2.2 Tuhan dan Simbol Kristen dalam Puisi

Penulis memaparkan enam puisi Fridolin tentang Tuhan (atau Dia), dan atau simbol-simbol kekristenan. Adapun enam puisi tersebut memiliki perbedaan gaya bahasa, konteks budaya, setting, penokohan, sudut pandang dan alur.

2.2.1 ‘Maut itu Untung[6]

Kata ‘mati’ dan ‘untung’ adalah kata kunci dalam puisi. Puisi ini menggunakan bentuk paradoks antara kematian oleh maut dalam perspektif umum dan iman Kristen. Dalam perspektif umum kematian adalah maut sedangkan dokma Kristen mengajarkan kematian Yesus di kayu salib adalah keuntungan. Dalam hal ini Fridolin memahami manusia secara filosofis dan dogmatis bahwa tidak ada kematian kekal akan tetapi hidup kekal bagi semua yang percaya.

Kematian adalah duka. Kata ‘duka’ merupakan bentuk pengalaman realitas Fridolin bahwa kematian berarti memisahkan antara manusia yang hidup dan mati. Menurut penulis bahwa kematian adalah masa di mana manusia memiliki waktu yang sementara. Fridolin menggunakan kata ‘menyelesaikan kesementaraan.’ Selanjutnya kata duka sejajar dengan kata merobek dan mencabik yang berarti sesuatu yang ditakuti manusia dalam ritus kematian.

Di sisi lain kematian adalah ratapan. Kata ‘ratapan’ berarti ketidakmampuan manusia untuk memahami dan menghentikan kematian seperti proses kematian yang tiba-tiba dengan kata ’memburu.’ Realitas kehidupan manusia yang terkait erat dengan keluarga dan masyarakat dipisahkan oleh waktu yang tidak ditentukan. Fridolin mengigatkan manusia pasti akan mati (lihat kata ‘kehilangan).’ Kata tersebut diterangkan dengan kata ‘raung tangis,’ adalah salah satu bentuk dari respon manusia dalam memahami kematian.
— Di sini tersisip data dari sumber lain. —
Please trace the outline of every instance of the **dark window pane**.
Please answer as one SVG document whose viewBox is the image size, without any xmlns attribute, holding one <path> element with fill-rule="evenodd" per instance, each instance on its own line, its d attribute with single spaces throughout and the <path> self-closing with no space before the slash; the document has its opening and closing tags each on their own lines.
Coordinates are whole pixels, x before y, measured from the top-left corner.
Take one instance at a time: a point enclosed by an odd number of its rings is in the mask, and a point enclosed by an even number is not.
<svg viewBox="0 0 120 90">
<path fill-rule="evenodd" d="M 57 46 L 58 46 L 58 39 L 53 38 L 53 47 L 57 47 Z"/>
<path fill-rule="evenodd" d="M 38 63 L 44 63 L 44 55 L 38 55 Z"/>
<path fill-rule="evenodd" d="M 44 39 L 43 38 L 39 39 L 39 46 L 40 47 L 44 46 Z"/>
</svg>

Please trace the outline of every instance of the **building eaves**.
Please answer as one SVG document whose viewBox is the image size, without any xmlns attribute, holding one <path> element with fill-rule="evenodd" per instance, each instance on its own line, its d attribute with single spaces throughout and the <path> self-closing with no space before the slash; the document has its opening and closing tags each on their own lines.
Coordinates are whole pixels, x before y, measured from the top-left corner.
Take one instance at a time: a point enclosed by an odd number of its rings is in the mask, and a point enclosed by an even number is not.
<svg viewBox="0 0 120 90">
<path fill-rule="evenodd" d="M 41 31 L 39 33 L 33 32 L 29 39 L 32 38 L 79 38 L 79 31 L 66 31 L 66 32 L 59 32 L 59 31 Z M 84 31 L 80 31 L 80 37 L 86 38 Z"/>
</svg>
Selanjutnya kematian adalah kepunahan. Kata ‘kepunahan’ adalah bagian yang erat dari keberadaan manusia. Dalam dokma Kristen manusia berasal dari debu dan tanah yang berarti hampa dan tidak berarti. Dalam hemat penulis kematian adalah masa di mana manusia berhenti beraktifitas, berkarya dan dihargai dan menjadi tidak berarti selayaknya debu.
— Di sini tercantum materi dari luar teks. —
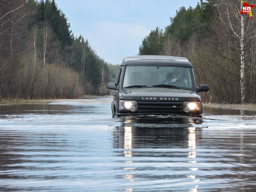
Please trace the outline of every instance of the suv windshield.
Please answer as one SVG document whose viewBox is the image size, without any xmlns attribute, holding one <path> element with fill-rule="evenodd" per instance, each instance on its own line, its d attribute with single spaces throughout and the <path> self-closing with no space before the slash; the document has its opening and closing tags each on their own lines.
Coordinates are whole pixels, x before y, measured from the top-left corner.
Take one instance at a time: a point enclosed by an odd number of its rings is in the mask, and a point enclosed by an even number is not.
<svg viewBox="0 0 256 192">
<path fill-rule="evenodd" d="M 189 67 L 151 65 L 127 66 L 123 87 L 138 85 L 150 87 L 165 85 L 193 90 L 189 70 Z M 159 88 L 161 86 L 153 87 Z M 171 86 L 162 86 L 162 87 L 171 88 Z"/>
</svg>

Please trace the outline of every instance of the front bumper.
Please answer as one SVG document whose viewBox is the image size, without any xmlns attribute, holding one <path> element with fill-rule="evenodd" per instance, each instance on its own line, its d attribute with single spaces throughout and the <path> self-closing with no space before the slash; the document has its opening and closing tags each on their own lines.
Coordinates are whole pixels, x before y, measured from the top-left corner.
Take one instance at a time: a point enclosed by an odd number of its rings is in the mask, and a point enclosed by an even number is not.
<svg viewBox="0 0 256 192">
<path fill-rule="evenodd" d="M 202 117 L 202 115 L 200 114 L 154 114 L 154 113 L 117 113 L 117 114 L 118 117 L 127 117 L 127 116 L 139 116 L 140 115 L 177 115 L 181 116 L 186 116 L 188 117 Z"/>
</svg>

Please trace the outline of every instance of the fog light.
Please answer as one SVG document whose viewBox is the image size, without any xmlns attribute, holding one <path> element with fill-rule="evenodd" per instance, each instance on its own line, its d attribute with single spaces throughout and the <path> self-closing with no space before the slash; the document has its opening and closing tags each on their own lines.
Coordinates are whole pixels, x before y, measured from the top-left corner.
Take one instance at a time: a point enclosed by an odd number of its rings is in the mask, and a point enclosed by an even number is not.
<svg viewBox="0 0 256 192">
<path fill-rule="evenodd" d="M 195 109 L 197 105 L 194 103 L 189 103 L 188 104 L 187 106 L 189 107 L 190 110 L 193 110 Z"/>
<path fill-rule="evenodd" d="M 184 111 L 186 113 L 188 113 L 190 111 L 190 109 L 188 107 L 186 107 L 184 108 Z"/>
<path fill-rule="evenodd" d="M 131 106 L 133 105 L 133 103 L 131 102 L 130 101 L 126 101 L 125 102 L 125 107 L 126 109 L 129 109 L 131 107 Z"/>
<path fill-rule="evenodd" d="M 131 110 L 131 111 L 134 112 L 136 110 L 136 107 L 134 106 L 133 105 L 130 108 L 130 110 Z"/>
</svg>

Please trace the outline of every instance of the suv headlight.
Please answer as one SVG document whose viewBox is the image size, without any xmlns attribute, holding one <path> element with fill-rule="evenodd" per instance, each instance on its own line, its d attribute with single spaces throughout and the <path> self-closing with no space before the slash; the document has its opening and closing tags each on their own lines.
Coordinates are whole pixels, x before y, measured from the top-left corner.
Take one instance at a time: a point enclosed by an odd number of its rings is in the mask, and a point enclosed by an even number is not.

Berdasarkan penjelasan kesimpulan penulis adalah Fridolin membandingkan kematian secara umum dengan perspektif iman kristiani dengan frasa ‘tapi bagi kita, maut adalah untung.’ Kematian adalah proses yang menakutkan yang dapat mengubah manusia kembali menjadi debu. Hubungan sebab akibat tersebut merupakan paradoks kematian bahwa manusia secara umum takut akan kematian.

Hubungan paradoks di atas ditujukan bagi setiap orang percaya ‘kita.’ Akan tetapi Fridolin menguatkan pembaca bahwa iman dapat memberi hidup kekal bersama Dia, sang pencipta. Demikian hubungan maut dengan kematian yang membawa duka dalam perspektif iman Kristen bahwa kematian adalah keuntungan. Kematian berarti membuka jalan bagi setiap orang untuk lepas dari ‘kebinasaan, kehinaan, kelemahan,’ dan masuk ke dalam ‘kekekalan, kemuliaan, dan kekuatan.’ Fridolin mengunakan kata ‘sekejap’ yang mengacu pada masa keakanan di mana manusia akan bersama-sama dengan Dia.

Dengan demikian kematian berarti kembalinya seseorang kepada syalom tanpa kehinaan dan kebinasaan. Karena kematian Dia disebabkan oleh cinta, maka manusia menjadi pewaris hidup kekal dari kerajaan-Nya. Fridolin menggunakan kata ‘dihidupkan, ditumbuhkan, dan dibangkitkan’ seperti ritus kehidupan Yesus.

Dalam hemat penulis puisi ini menekankan konsep Tuhan yang memberikan jaminan keselamatan pada semua orang yang percaya pada Dia dan menjadi pewaris kerajaan-Nya.

2.2.2 ‘Magnifikat’[7]

Gambaran seseorang yang beriman supaya keturunannya selalu setia mengikut Dia. Pada bait pertama frasa pembukaan ‘di dadaku membakar bara, ‘di tubuhku mengalir darah Hawa.’ Fridolin mengajarkan pembaca untuk belajar dari kesalahan Hawa.

Fridolin memahami bahwa dosa adalah jarak yang memisahkan manusia dengan Dia. Seperti pemberontakan Hawa terhadap perintah-Nya. Kata ‘membara’ adalah sebab akibat dari dosa yang mengakibatkan hubungan manusia menjadi rusak dalam kefanaan yang kecut, lihat frasa ‘pada diriku tiada secercah kesucian.’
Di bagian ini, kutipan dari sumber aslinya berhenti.